A sign for Pumpkin Center, CA

The exit sign on the I-5 for Pumpkin Center, California, (Photo by Raymond Yu)

So, I don’t actually have a story to about why Pumpkin Center is called Pumpkin Center, but I do have some interesting, random, Pumpkin Center facts.

I was looking for information on Pumpkin Center, MO, (where Kay Barnes‘ mother was born), to continue the Missouri theme, and found that since the highway was put in there isn’t much left of that town, except for maybe a couple of buildings and a photo by the road.
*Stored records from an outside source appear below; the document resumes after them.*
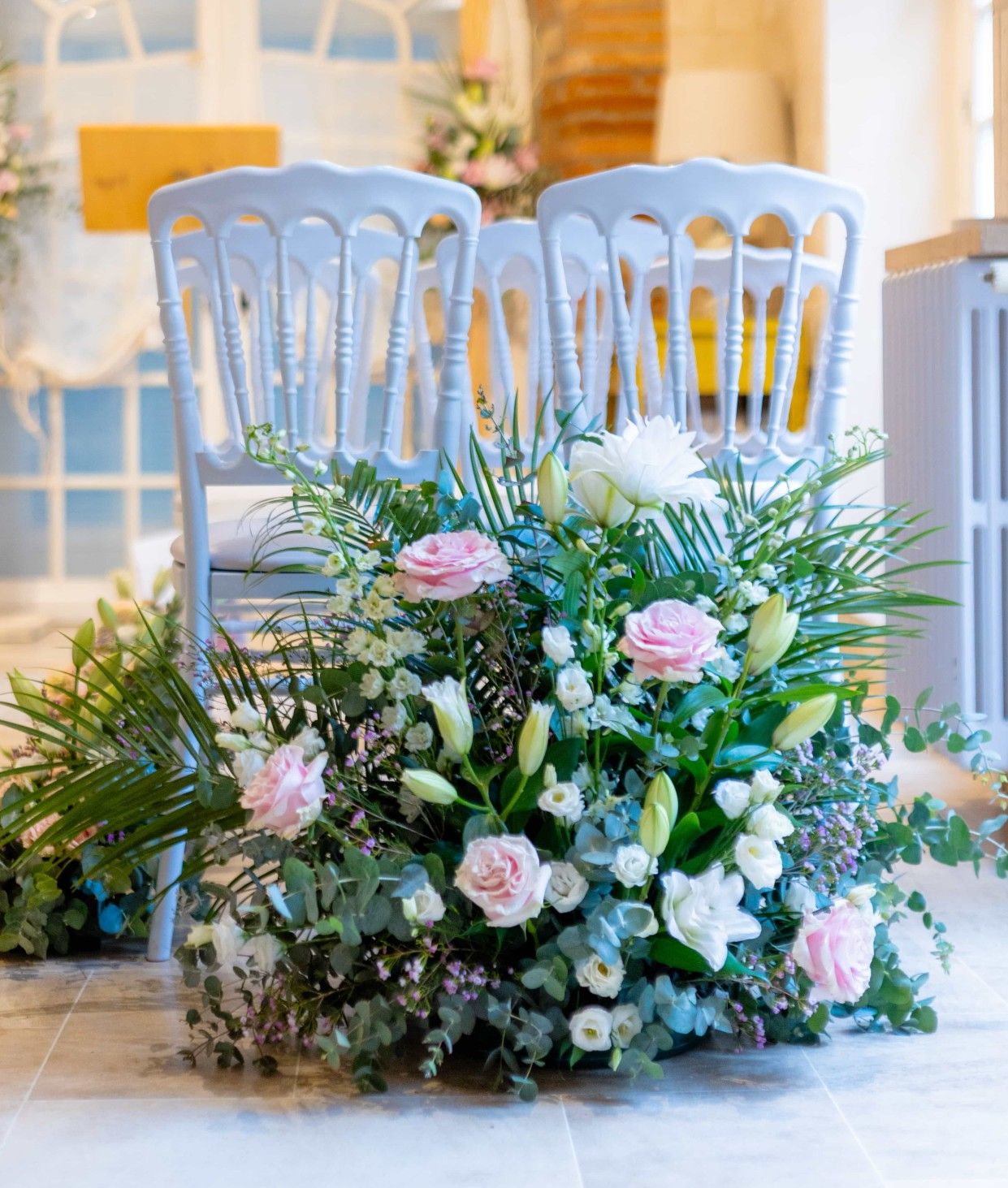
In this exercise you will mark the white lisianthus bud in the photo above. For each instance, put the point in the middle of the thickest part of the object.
(661, 790)
(245, 718)
(534, 738)
(552, 480)
(771, 633)
(654, 829)
(558, 646)
(428, 785)
(452, 712)
(804, 721)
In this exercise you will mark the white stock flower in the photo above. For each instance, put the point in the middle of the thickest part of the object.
(246, 765)
(759, 860)
(567, 887)
(633, 865)
(704, 913)
(733, 797)
(420, 737)
(423, 907)
(245, 718)
(764, 788)
(573, 690)
(591, 1029)
(769, 823)
(642, 469)
(558, 646)
(626, 1023)
(600, 977)
(562, 800)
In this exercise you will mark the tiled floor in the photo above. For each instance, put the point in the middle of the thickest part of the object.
(94, 1095)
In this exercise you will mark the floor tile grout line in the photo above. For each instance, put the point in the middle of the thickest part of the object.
(41, 1068)
(571, 1141)
(846, 1121)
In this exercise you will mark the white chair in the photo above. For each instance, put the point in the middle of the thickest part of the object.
(284, 201)
(735, 195)
(764, 271)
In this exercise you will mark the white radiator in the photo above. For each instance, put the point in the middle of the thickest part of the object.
(945, 331)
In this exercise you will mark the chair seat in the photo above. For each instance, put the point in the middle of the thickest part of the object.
(236, 544)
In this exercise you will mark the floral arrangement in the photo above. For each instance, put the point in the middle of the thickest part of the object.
(20, 179)
(474, 136)
(50, 900)
(578, 765)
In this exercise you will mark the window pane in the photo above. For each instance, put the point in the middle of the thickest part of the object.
(20, 453)
(95, 538)
(93, 430)
(157, 433)
(24, 534)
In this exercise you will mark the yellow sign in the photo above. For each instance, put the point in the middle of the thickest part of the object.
(123, 164)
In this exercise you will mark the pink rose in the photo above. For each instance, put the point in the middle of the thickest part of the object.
(836, 949)
(669, 641)
(448, 566)
(287, 795)
(505, 878)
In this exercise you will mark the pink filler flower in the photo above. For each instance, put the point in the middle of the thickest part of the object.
(669, 641)
(504, 877)
(836, 949)
(448, 566)
(287, 795)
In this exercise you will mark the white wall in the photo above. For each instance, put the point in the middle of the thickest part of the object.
(890, 107)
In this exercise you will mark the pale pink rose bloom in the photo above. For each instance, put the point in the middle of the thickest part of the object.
(482, 71)
(669, 641)
(31, 836)
(836, 949)
(447, 566)
(505, 878)
(287, 795)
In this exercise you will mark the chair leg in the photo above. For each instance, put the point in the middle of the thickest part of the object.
(197, 585)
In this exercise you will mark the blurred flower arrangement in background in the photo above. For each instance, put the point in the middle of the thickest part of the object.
(20, 177)
(474, 136)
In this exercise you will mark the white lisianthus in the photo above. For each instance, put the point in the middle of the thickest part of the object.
(567, 887)
(640, 471)
(418, 738)
(573, 690)
(626, 1024)
(633, 865)
(246, 765)
(599, 977)
(310, 741)
(704, 913)
(423, 907)
(769, 823)
(246, 718)
(558, 646)
(759, 860)
(733, 797)
(764, 788)
(591, 1029)
(562, 800)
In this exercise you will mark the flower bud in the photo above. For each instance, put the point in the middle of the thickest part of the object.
(534, 738)
(771, 633)
(430, 787)
(804, 721)
(661, 792)
(452, 712)
(654, 828)
(552, 480)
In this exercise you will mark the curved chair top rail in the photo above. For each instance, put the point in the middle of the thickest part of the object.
(341, 197)
(675, 195)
However, while looking for Pumpkin Center information, I discovered that there are no less than 23 towns called Pumpkin Center in the USA. There are Pumpkin Centers in Alabama, Arizona, California, Florida, Indiana, Kentucky, Louisiana, Maryland, Mississippi, Missouri, North Carolina, Oklahoma, South Dakota, Tennessee, Virginia. Some states, such as Oklahoma, have several towns called Pumpkin Center. Also, in Colorado there’s a town called Punkin Center, Population 9.

So, if anyone knows why there are so many places called Pumpkin Center, or has a story about why any of the Pumpkin Centers is called Pumpkin Center, I would love to hear them.
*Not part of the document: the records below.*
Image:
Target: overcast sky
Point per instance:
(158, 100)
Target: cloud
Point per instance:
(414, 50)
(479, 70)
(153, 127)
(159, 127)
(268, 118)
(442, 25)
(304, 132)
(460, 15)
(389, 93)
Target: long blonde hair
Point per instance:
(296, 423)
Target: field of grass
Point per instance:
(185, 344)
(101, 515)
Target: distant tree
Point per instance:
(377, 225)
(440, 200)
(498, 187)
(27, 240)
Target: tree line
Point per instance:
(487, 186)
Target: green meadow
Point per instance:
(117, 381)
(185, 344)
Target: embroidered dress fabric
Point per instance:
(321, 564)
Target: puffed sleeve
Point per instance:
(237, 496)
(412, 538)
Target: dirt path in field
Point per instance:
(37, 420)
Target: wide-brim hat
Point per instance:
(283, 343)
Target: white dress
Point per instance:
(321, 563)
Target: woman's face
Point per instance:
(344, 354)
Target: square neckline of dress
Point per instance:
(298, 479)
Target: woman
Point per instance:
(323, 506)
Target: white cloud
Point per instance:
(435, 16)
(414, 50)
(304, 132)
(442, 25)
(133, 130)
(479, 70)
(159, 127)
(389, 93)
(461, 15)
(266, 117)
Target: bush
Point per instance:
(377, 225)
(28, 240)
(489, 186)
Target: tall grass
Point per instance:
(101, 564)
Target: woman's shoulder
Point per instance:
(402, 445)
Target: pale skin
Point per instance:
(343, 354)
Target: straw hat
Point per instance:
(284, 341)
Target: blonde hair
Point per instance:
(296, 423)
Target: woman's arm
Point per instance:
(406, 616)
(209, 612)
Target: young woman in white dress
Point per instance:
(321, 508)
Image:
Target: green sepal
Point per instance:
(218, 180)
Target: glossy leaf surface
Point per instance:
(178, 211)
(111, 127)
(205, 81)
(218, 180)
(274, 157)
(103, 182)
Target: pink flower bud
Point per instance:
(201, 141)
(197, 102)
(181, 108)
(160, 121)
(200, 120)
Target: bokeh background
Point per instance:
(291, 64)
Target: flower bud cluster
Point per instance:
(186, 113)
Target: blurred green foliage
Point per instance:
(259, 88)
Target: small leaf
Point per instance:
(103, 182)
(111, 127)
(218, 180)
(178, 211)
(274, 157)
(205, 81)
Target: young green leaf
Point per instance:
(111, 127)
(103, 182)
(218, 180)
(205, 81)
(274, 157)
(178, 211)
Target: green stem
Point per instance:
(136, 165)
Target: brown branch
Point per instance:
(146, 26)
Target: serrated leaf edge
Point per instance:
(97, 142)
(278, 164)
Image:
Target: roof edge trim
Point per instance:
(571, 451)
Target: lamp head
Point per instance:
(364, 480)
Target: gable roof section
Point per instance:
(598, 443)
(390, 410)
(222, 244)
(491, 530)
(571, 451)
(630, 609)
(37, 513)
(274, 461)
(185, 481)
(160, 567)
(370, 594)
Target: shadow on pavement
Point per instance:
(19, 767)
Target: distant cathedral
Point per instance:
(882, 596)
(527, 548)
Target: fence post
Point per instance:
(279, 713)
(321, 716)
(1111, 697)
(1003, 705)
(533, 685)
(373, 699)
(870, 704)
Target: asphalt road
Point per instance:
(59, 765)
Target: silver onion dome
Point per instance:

3 thoughts on “Pumpkin Center

  1. steven h

    Gee, I remember punkin center MO. My grandparents lived on a farm a few miles west of there. This would be in the 1950s and 60s. I remember the old store with a wooden screen door and the Rainbow Bread sign and there was always a fireworks stand by the parking area. Didn’t know Kay Barnes mother was from there! I still have family in nearby Barnard MO.

    Reply
    1. Ethan Dean

      My grandparents had a farm near Pumpkin Center, MO; my grandfather would take me for 1 cent candy at the gas station there. They always had the best pumpkins, gords, Fall stuff for sale. I miss those times…..what have we lost…..
      Please email me with your memories; we are all one family.
      Thanks
      Ethan
      normalethan@gmail.com

      Reply
  2. Stewart

    At least some, if not all, are probably named after the fictional town in stories by an early 20th century comedian that were recorded and sold on records. It was rather like a Lake Woebegon of the period. The recordings sometimes show up on ebay.